I’d sworn my phone was in my pocket until I got all the way to the main stage and realized it wasn’t. Of course, this meant I had to turn around and go all the way back to the car, and now I am jogging, which is a bit of a glorification. It’s actually more like speed walking, old-lady style. I am not old.

But I feel that way.

Man, do I feel that way.

Especially now that I’m doubled over, trying to suck in air. Now that I have an extreme stabbing pain in my side. Still, I am determined to make it back in time to see our float, even if that means I’m panting like a dog on a hot day when I get there. Even if it means having a heart attack at the halfway mark. Even if it means coughing up a lung on the courthouse lawn, and it feels like that is exactly what could happen any second. Sudden death seems imminent in a way that makes me question my attachment to my phone.

I would have just as soon left it, but Johnny’s on call tonight, and Johnny can never be trusted to answer his phone, which means leaving mine in the car was not an option. I can’t say I blame him. This thing is like a shock collar I can never get rid of. On the bright side, it has a camera, and it plays music.

That’s really a long-winded way of telling you how it was I found myself near the gazebo searching for a wounded animal that was undoubtedly human, using nothing but pure instinct, and you know, the flashlight on my phone. Another positive, another feature I couldn’t live without. I’m supposed to focus on the positive, or so I’ve been told. It’s quite a long story, but don’t worry we’ll get there. If I don’t die of a heart attack first. Which I might, because I’ve just spotted bare feet sticking out of a row of shrubs. Small feet. Feminine feet.

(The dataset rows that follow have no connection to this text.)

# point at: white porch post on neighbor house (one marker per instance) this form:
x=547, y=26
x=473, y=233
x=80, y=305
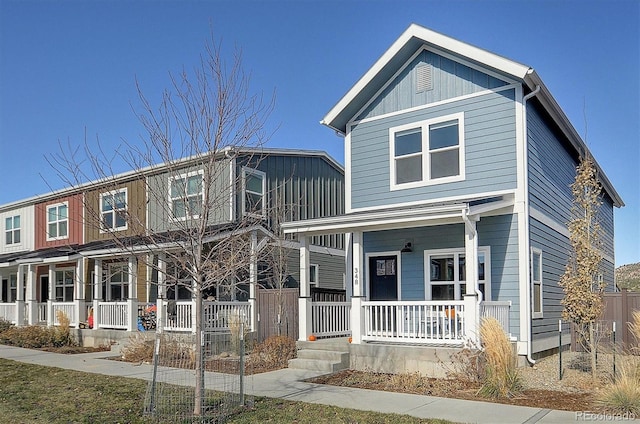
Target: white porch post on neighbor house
x=20, y=296
x=355, y=252
x=81, y=311
x=97, y=292
x=32, y=295
x=253, y=280
x=160, y=311
x=471, y=297
x=132, y=299
x=51, y=319
x=304, y=302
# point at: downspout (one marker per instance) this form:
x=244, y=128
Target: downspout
x=526, y=183
x=467, y=222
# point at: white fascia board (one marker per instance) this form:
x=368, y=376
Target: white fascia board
x=552, y=107
x=492, y=60
x=378, y=220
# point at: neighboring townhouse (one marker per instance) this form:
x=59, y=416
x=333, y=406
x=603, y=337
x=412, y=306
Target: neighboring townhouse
x=456, y=159
x=99, y=251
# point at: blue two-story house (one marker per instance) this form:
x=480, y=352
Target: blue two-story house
x=456, y=159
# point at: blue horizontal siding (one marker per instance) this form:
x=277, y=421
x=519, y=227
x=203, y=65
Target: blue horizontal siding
x=489, y=140
x=450, y=79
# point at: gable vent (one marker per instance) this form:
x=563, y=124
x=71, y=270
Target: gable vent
x=424, y=81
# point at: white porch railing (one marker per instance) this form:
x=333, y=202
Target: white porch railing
x=113, y=315
x=439, y=322
x=331, y=319
x=221, y=316
x=8, y=312
x=498, y=310
x=69, y=309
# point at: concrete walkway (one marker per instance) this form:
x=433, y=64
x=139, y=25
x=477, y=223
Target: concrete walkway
x=289, y=384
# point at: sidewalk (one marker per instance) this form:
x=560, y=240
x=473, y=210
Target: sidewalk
x=288, y=384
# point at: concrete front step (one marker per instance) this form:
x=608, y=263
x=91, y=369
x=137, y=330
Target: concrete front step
x=327, y=355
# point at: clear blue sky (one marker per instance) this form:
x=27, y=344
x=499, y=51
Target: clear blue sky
x=67, y=66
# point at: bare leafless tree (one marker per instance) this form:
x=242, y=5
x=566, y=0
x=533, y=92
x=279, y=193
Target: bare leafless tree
x=203, y=119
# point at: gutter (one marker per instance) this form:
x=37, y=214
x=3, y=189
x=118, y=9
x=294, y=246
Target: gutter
x=526, y=217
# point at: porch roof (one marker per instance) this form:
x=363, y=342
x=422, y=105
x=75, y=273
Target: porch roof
x=399, y=217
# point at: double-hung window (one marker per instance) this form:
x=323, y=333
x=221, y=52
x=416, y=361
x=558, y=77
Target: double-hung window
x=536, y=283
x=12, y=230
x=254, y=184
x=113, y=210
x=118, y=282
x=64, y=285
x=446, y=274
x=186, y=194
x=427, y=152
x=58, y=221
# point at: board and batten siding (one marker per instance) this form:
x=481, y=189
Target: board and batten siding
x=490, y=152
x=136, y=210
x=449, y=79
x=27, y=216
x=309, y=187
x=159, y=210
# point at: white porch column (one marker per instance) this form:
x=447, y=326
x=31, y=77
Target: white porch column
x=253, y=280
x=132, y=299
x=304, y=302
x=471, y=298
x=97, y=291
x=51, y=319
x=355, y=251
x=81, y=312
x=32, y=295
x=20, y=318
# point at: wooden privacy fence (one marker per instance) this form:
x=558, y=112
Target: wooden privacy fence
x=619, y=308
x=267, y=302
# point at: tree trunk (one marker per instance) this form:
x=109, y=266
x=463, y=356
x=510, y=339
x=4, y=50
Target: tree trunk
x=199, y=384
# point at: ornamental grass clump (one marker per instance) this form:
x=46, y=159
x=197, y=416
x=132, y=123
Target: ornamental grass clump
x=501, y=377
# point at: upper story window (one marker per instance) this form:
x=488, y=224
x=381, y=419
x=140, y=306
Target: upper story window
x=254, y=185
x=113, y=209
x=58, y=221
x=186, y=193
x=428, y=152
x=12, y=230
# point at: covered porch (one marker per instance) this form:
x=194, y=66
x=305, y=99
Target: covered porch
x=382, y=309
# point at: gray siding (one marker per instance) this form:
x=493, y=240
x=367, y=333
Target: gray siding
x=308, y=186
x=331, y=269
x=490, y=150
x=159, y=211
x=555, y=253
x=501, y=234
x=449, y=79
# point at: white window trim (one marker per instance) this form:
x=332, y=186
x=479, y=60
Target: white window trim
x=183, y=176
x=317, y=281
x=121, y=284
x=12, y=230
x=56, y=205
x=534, y=314
x=56, y=285
x=486, y=250
x=251, y=171
x=104, y=230
x=398, y=256
x=426, y=171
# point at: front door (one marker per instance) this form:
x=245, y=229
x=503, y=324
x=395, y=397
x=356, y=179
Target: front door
x=383, y=278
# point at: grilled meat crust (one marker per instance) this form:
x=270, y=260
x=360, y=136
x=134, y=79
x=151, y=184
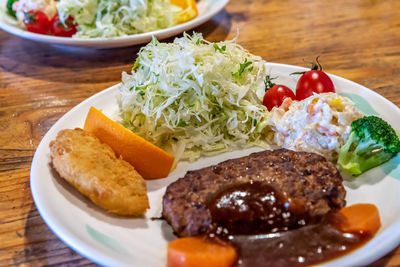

Upon closer inspection, I see a pale yellow dress shifted up, exposing more than should be exposed. Jesus Christ. Whatever it was I expected, it wasn’t this. The girl is laying on her side, alternating between shallow sobs and serious whimpers. Another girl is hunched over her. A small crowd gathers. There are hushed whispers and worried looks. No one steps forward to help.

I kneel beside the girl, my knees sinking into the cool earth. She must sense I’m there, but she does not move. Her hair partially covers her face. Her dress is bunched up around her waist. One sandal is on her left foot, the other is I don’t know where. As she cries, the scent of stale beer fills the surrounding air. It comes in waves.

“Hey,” I say, leaning forward. I study the girl hunched over her, who I now realize is older than I thought, and I ask what happened.

“I don’t know.” Her eyes convey fear, but her voice comes out steady. She shrugs. “I found her like this.”

She rests her hand on the girl’s forearm, and I try to place her. I assume she’s a tourist, because while she looks familiar, in the way tourists tend to do, I don’t think I’ve ever seen her before. For sure, we’ve never met. You don’t forget a face like that.

The girl blanches at the woman’s touch. I’m not expecting it, nor is the woman. The girl rears up and then quickly shifts, cowering like a cornered animal. Her eyes are wide and glassy. She shows her teeth. She’s panting harder than I am, and that’s saying so

mething. “Whoa,” the woman whispers. “Easy.” The woman speaks slowly as she backs away. “You’re okay. See?”